Redefining attention: Why Eye Contact Isn’t the Sole Indicator of Active Listening

I recently read a story about a student’s school report after joining a new class, their teacher referred to them as ‘disengaged and inattentive’ because they often doodled when the teacher was talking. In almost every exchange the teacher remained adamant that they must look at them when they were talking, so that they could be sure the student was listening. I felt a familiar sting thinking back to reports of my own.

‘Often distracted’

‘Lacks focus’

‘Needs to work on paying attention’

But do you know what was interesting? Those comments were paired with ones like:

‘Produces great work’

‘Homework is always completed’

‘Grades are exceeding expectation’

Now, this isn’t me trying to toot my own horn but it does make me wonder how many others may have been made to feel that they were a bad student if they weren’t looking at their teacher when they spoke, despite what their outputs were. I wasn’t a ‘naughty’ kid by any means, I didn’t disrupt class or disrespect my teachers, but I did struggle to keep focus on them especially when constantly being told “eyes up, Katy. Pay attention”. 

Anyway, back to the initial story, when confronted by their teacher about their ‘lack of focus’ the student responded with but I don’t listen with my eyes. I paused for a minute when reading that.

I don’t listen with my eyes.

Honestly, I’d never really thought about it like that before. Because we don’t listen with our eyes, so why is there so much emphasis on eye contact = attention. When we really think about it, many struggle with this exact thing, especially those within the neurodiverse community. 

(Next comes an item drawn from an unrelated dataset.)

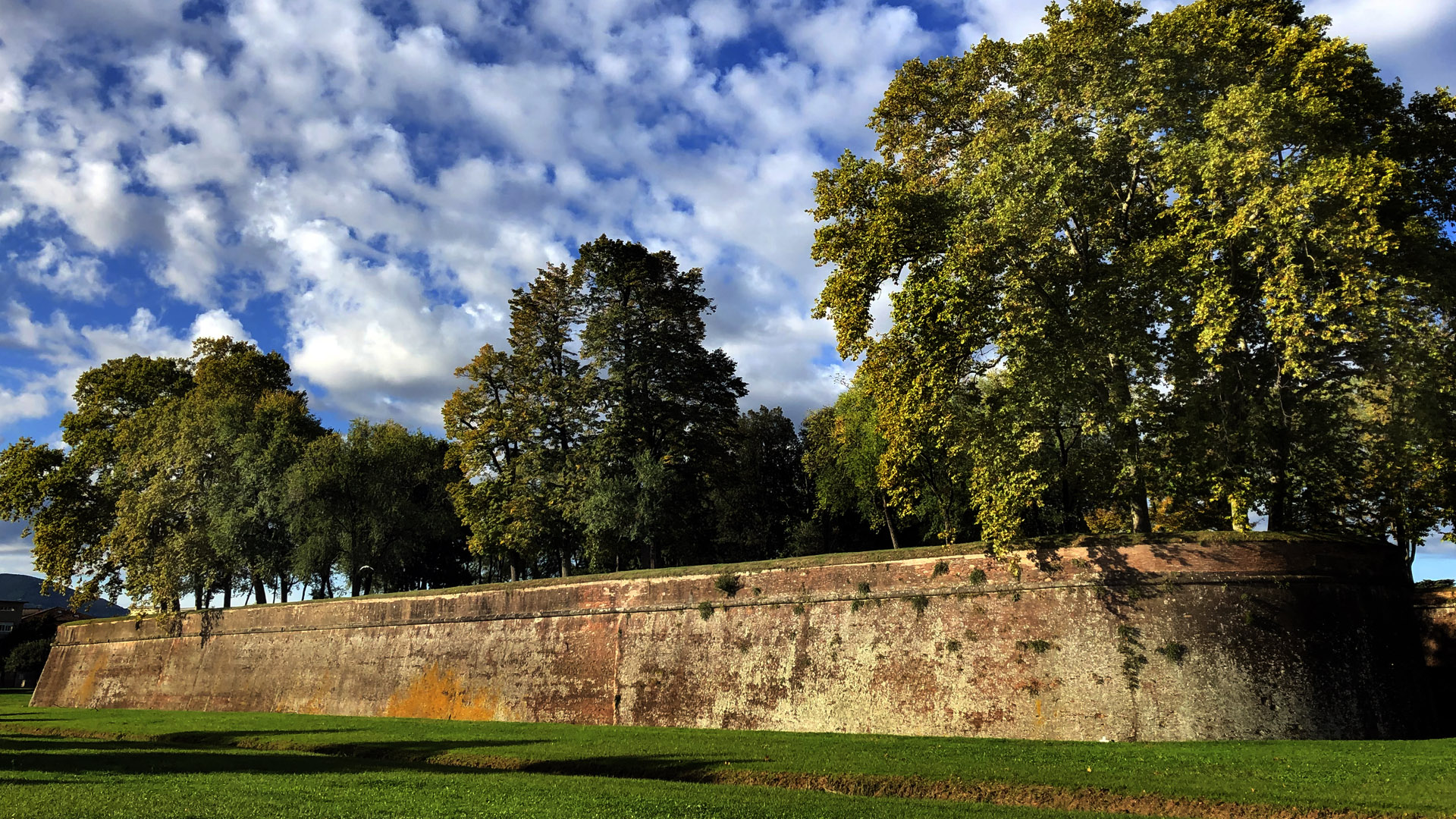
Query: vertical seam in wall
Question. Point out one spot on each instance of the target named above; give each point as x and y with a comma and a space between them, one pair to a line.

A technique often adopted is the use of physical stimuli to help maintain focus and retain information, this could be simply doodling, or using fidget toys. Whilst some see these as distractions, many use them as something to focus on so that they don’t become distracted. 

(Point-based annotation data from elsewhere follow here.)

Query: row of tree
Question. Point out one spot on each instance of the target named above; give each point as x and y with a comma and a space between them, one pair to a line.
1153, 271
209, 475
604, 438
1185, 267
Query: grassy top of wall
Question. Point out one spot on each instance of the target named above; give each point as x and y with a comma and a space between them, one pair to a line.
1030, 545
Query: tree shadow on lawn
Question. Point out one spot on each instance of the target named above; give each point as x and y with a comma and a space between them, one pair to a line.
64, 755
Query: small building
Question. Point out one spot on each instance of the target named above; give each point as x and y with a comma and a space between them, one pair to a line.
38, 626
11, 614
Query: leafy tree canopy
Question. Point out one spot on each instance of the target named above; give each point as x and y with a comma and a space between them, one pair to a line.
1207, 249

I began thinking about the ways that this translates into our adult life and how I wish it hadn’t taken me to my 30’s to become self-aware about the way in which I absorb information. 

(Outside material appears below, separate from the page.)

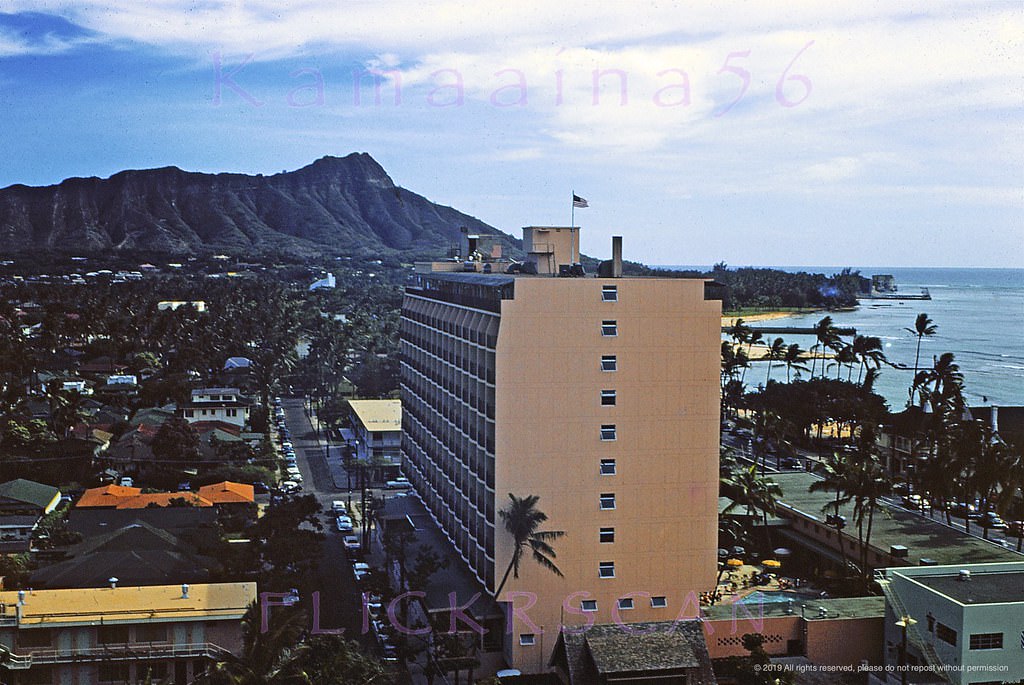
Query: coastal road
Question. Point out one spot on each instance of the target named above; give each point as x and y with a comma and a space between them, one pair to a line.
340, 596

I have often sat in meetings both in person and online and spent a lot of time thinking to myself ‘make eye contact’, ‘make sure it looks like you’re paying attention’ then realising that by trying to make myself look focused, I actually wasn’t focused at all. So, when I join a call and the first message is ‘cameras on please’ I can’t help but shudder and feel like I’m being watched. 

Now, my rational brain knows that this isn’t really the case, but that doesn’t stop me overthinking it and I’m certain I’m not the only one. 

This also doesn’t mean that if my camera is on I’m not paying attention, I’ve found my own ways to keep focus as much as possible. But we do need to think about how we might be impacting those who have similar struggles. Society can be very quick to judge those who don’t seem engaged or remain quiet during meetings, unaware that they are just absorbing information in their own way. It’s important to remember that just because someone isn’t vocal or staring into your eyes doesn’t mean they aren’t taking in information. 

My point here is that everyone learns in different ways and in the modern workplace, it’s essential to recognise that not everyone processes information in the same way. While we often associate attentiveness with eye contact, it’s crucial to understand that people absorb and focus on information differently. True inclusivity means acknowledging that one’s attention isn’t always directly tied to their visual engagement. Some may listen more effectively with their ears, absorbing information through active listening, while others might prefer written communication or other sensory cues. To foster a truly inclusive workplace, we need to respect diverse processing styles, ensuring that everyone’s unique way of paying attention is valued and accommodated.